Published on Fri Jun 11 2021

Development of the Wheat Practical Haplotype Graph Database as a Resource for Genotyping Data Storage and Genotype Imputation

Jordan, K., Bradbury, P., Miller, Z. R., Nyine, M., He, F., Fraser, M., Anderson, J., Mason, E., Katz, A., Pearce, S., Carter, A. H., Prather, S., Pumphrey, M., Chen, J., Cook, J., Liu, S., Rudd, J., Wang, Z., Chu, C., Ibrahim, A. M. H., Turkus, J., Olson, E., Nagarajan, R., Carver, B., Yan, L., Taagen, E., Sorrells, M. E., Ward, B., Ren, J., Akhunova, A., Bai, G., Bowden, R., Fiedler, J., Faris, J., Dubcovsky, J., Guttieri, M., Brown-Guedira, G., Buckler, E. S., Jannink, J.-L., Akhunov, E.

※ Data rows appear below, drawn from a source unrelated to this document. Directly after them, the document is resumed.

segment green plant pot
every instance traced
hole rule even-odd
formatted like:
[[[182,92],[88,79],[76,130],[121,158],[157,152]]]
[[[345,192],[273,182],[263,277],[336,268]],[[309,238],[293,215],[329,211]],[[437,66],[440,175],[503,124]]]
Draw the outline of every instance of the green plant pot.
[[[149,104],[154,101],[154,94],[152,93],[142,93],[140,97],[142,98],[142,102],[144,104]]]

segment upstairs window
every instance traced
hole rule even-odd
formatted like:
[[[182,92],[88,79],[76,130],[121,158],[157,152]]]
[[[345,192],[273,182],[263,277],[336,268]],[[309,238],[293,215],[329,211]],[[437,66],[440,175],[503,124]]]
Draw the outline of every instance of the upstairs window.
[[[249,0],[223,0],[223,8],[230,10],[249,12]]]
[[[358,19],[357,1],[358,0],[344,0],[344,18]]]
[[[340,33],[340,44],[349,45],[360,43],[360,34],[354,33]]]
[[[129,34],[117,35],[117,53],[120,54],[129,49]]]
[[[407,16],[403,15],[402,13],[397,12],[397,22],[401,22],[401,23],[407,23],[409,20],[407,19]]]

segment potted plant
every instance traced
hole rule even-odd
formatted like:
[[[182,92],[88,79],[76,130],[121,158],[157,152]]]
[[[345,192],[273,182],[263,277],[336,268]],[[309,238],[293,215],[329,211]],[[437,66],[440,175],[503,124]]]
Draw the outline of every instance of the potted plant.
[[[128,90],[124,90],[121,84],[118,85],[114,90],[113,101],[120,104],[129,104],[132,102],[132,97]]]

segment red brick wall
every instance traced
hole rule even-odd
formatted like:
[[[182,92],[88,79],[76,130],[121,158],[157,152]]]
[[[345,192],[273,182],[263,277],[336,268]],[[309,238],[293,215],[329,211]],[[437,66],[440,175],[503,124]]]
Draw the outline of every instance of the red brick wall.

To improve the efficiency of high-density genotype data storage and imputation in bread wheat, we applied the Practical Haplotype Graph (PHG) tool. The wheat PHG database was built using whole-exome capture sequencing data from a diverse set of 65 wheat accessions. The highest imputation accuracy was obtained with exome capture for the wheat D genome.

2
2
3
Abstract

To improve the efficiency of high-density genotype data storage and imputation in bread wheat (Triticum aestivum L.), we applied the Practical Haplotype Graph (PHG) tool. The wheat PHG database was built using whole-exome capture sequencing data from a diverse set of 65 wheat accessions. Population haplotypes were inferred for the reference genome intervals defined by the boundaries of the high-quality gene models. Missing genotypes in the inference panels, composed of wheat cultivars or recombinant inbred lines genotyped by exome capture, genotyping-by-sequencing (GBS), or whole-genome skim-seq sequencing approaches, were imputed using the wheat PHG database. Though imputation accuracy varied depending on the method of sequencing and coverage depth, we found 93% imputation accuracy with 0.01x sequence coverage, which was only slightly lower than the accuracy obtained using the 0.5x sequence coverage (96.9%). Compared to Beagle, on average, PHG imputation was ~4% (p-value = 0.00027) more accurate, and showed 27% higher accuracy at imputing a rare haplotype introgressed from a wild relative into wheat. The reduced accuracy of imputation with GBS data (90.4%) is likely associated with the small overlap between GBS markers and the exome capture dataset, which was used for constructing PHG. The highest imputation accuracy was obtained with exome capture for the wheat D genome, which also showed the highest levels of linkage disequlibrium and proportion of identity-by-descent regions among accessions in our reference panel. We demonstrate that genetic mapping based on genotypes imputed using PHG identifies SNPs with a broader range of effect sizes that together explain a higher proportion of genetic variance for heading date and meiotic crossover rate compared to previous studies.